In the grim darkness of the far future, there is only war — and war often means grunt work, the absolute worst gigs where it’s a wonder anyone’s left standing at the end. Warhammer 40,000: Darktide is all about these deadly missions, and the doomed souls forced to navigate them.
Darktide fits snugly in the Left 4 Dead-alike genre, much like developer Fatshark’s previous games, Warhammer: End Times – Vermintide and Warhammer: Vermintide 2. Four players are tasked with working their way through a level so they can restart a cooling mechanism on a crucial factory, kill a rebel leader, or otherwise purge the heretics and Chaos demons that have settled in the depths of the massive hive city of Tertium. There are endless hordes of mutants, as well as more powerful enemies like Trappers, Tox Blighters, and Snipers, that threaten to overwhelm the heroes.
Hero is a relative term here. Before you dive into the joy of mowing down waves and waves of heretical filth with a righteous flamer, you need to make a character. Darktide sticks with the formula of four players, made up of four classes: a powerful Psyker; the pious, flamethrower-wielding Zealot; a deadly sharpshooter Veteran; and the hulking Ogryn.
Half the fun of Darktide is giving the characters a spin and choosing your favorite. Every class has a grenade slot, for instance, but they manifest differently. The Psyker can pop the skulls of her enemies from afar, the Veteran has a standard explosive grenade, the Zealot prefers stun grenades, and the Ogryn just throws an entire case of grenades at enemies. Everyone also has a melee weapon and a ranged weapon with varying strengths. The Veteran obviously touts a pulse rifle, while the Psyker just uses a simple revolver, for instance.
However, unlike most Left 4 Dead-alikes, which usually feature predetermined characters with their own scripts and abilities, there’s room to maneuver within those boundaries.
Before you jump into the action, there’s a prelude where players select their home world, some life-path choices, and one of three archetypal personalities. Is your sharpshooter an embittered veteran, a tired patriot, or a loose cannon who definitely did some murders? This isn’t a Mass Effect-style RPG where your character makes a massive impact on the world around them. They are, in fact, a tiny and forgettable cog in a massive system built on endless war.
Despite their relative unimportance, though, it’s still refreshing to be able to pick their name and past and not be stuck with a static cast. Some characters are martyrs and victims, but others deserve to be on this horrible prison duty because of their cruel deeds.

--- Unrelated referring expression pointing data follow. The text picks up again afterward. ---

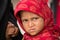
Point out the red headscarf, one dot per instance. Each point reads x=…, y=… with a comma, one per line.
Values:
x=58, y=12
x=40, y=8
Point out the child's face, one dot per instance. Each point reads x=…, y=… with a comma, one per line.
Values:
x=32, y=23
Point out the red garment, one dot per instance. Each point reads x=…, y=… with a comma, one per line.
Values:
x=40, y=8
x=58, y=13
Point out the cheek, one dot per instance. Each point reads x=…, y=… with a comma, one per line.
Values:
x=39, y=25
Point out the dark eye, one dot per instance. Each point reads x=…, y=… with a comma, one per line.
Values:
x=35, y=18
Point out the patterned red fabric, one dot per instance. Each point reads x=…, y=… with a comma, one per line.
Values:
x=40, y=8
x=58, y=13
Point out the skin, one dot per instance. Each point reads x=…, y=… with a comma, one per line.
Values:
x=32, y=23
x=11, y=31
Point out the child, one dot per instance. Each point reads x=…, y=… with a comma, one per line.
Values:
x=36, y=19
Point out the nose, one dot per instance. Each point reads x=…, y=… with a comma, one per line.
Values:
x=30, y=24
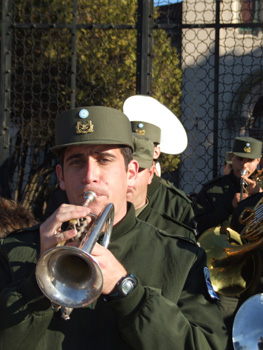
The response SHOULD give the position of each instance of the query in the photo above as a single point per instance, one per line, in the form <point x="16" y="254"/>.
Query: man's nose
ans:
<point x="90" y="172"/>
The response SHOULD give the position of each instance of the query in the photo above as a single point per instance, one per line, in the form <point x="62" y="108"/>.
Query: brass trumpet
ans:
<point x="229" y="252"/>
<point x="242" y="183"/>
<point x="69" y="276"/>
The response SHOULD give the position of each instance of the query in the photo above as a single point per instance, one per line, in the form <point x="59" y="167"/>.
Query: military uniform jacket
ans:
<point x="166" y="198"/>
<point x="169" y="309"/>
<point x="214" y="202"/>
<point x="165" y="223"/>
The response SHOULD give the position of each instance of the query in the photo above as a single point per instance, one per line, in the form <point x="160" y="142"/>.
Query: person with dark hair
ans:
<point x="14" y="216"/>
<point x="155" y="290"/>
<point x="155" y="121"/>
<point x="217" y="199"/>
<point x="137" y="194"/>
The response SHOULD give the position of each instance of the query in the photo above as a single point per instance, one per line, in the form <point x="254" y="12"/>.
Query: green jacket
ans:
<point x="166" y="198"/>
<point x="169" y="309"/>
<point x="214" y="202"/>
<point x="165" y="222"/>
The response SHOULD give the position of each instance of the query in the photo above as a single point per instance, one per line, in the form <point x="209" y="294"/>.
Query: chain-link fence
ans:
<point x="203" y="60"/>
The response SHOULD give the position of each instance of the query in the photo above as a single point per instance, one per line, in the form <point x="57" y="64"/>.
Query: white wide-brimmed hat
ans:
<point x="146" y="109"/>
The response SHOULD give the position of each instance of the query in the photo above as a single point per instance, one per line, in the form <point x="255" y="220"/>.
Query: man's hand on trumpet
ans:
<point x="50" y="231"/>
<point x="252" y="186"/>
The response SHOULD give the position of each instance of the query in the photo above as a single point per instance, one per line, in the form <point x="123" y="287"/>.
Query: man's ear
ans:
<point x="151" y="173"/>
<point x="59" y="172"/>
<point x="133" y="168"/>
<point x="157" y="152"/>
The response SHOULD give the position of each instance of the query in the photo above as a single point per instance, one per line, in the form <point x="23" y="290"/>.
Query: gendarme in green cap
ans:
<point x="92" y="125"/>
<point x="143" y="151"/>
<point x="247" y="147"/>
<point x="151" y="131"/>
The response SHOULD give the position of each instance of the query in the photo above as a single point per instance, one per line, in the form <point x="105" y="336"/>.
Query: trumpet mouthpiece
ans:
<point x="89" y="197"/>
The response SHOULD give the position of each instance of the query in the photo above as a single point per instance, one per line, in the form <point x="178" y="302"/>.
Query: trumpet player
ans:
<point x="155" y="121"/>
<point x="156" y="291"/>
<point x="218" y="198"/>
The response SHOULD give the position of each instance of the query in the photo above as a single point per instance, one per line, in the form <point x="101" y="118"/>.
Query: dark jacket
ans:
<point x="169" y="309"/>
<point x="214" y="202"/>
<point x="167" y="199"/>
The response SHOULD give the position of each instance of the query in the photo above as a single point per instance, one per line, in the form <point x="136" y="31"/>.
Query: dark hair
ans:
<point x="14" y="216"/>
<point x="125" y="151"/>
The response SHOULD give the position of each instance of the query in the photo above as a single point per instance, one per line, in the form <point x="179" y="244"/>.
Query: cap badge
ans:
<point x="247" y="148"/>
<point x="83" y="113"/>
<point x="84" y="128"/>
<point x="140" y="131"/>
<point x="209" y="285"/>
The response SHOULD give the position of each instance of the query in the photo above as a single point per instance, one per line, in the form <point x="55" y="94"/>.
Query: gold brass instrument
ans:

My Psyker did everything right in her life, but when she started to hear the clamorous voices of the Warp, she was declared a witch. My Zealot, on the other hand, stumbled upon a cult and tried to bring it to her superiors’ attention, only to be betrayed and banished.
With four classes and three archetypes, you have 12 possible personalities to bounce off one another with barks. A particularly harsh Zealot won’t be nice to anyone (since they’re all heretics) and an Ogryn can be a brainless brute or a good friend. These combinations lessen the tedium after you’ve cleared a level dozens of times. There are also times where two members of the same class jab at each other. It’s tough to get along in the world of Warhammer 40K, especially when some of your party members can summon demon lords with their terrible powers.
Unfortunately, the aesthetic options aren’t all that varied — they always tend to result in rough-faced, short-haired people with deep facial folds and textured skin. Players start in rough prison wear, and it takes a few matches before you start to unlock some more sophisticated threads. This is very in line with the Warhammer mythos; we’re not exactly on a spa day. But the visual options are still a letdown after navigating the surprisingly complex backstory selections.
It’s also not clear if any of these fun character creation options pay off down the line, or if they’re just here for flavor. Either way, I’m excited to dive back into Darktide when it launches on Windows PC on Nov. 30. I already miss my Psyker, and even if there’s no grand fate in store for her, at least it’s fun to pop brains and blast away my foes.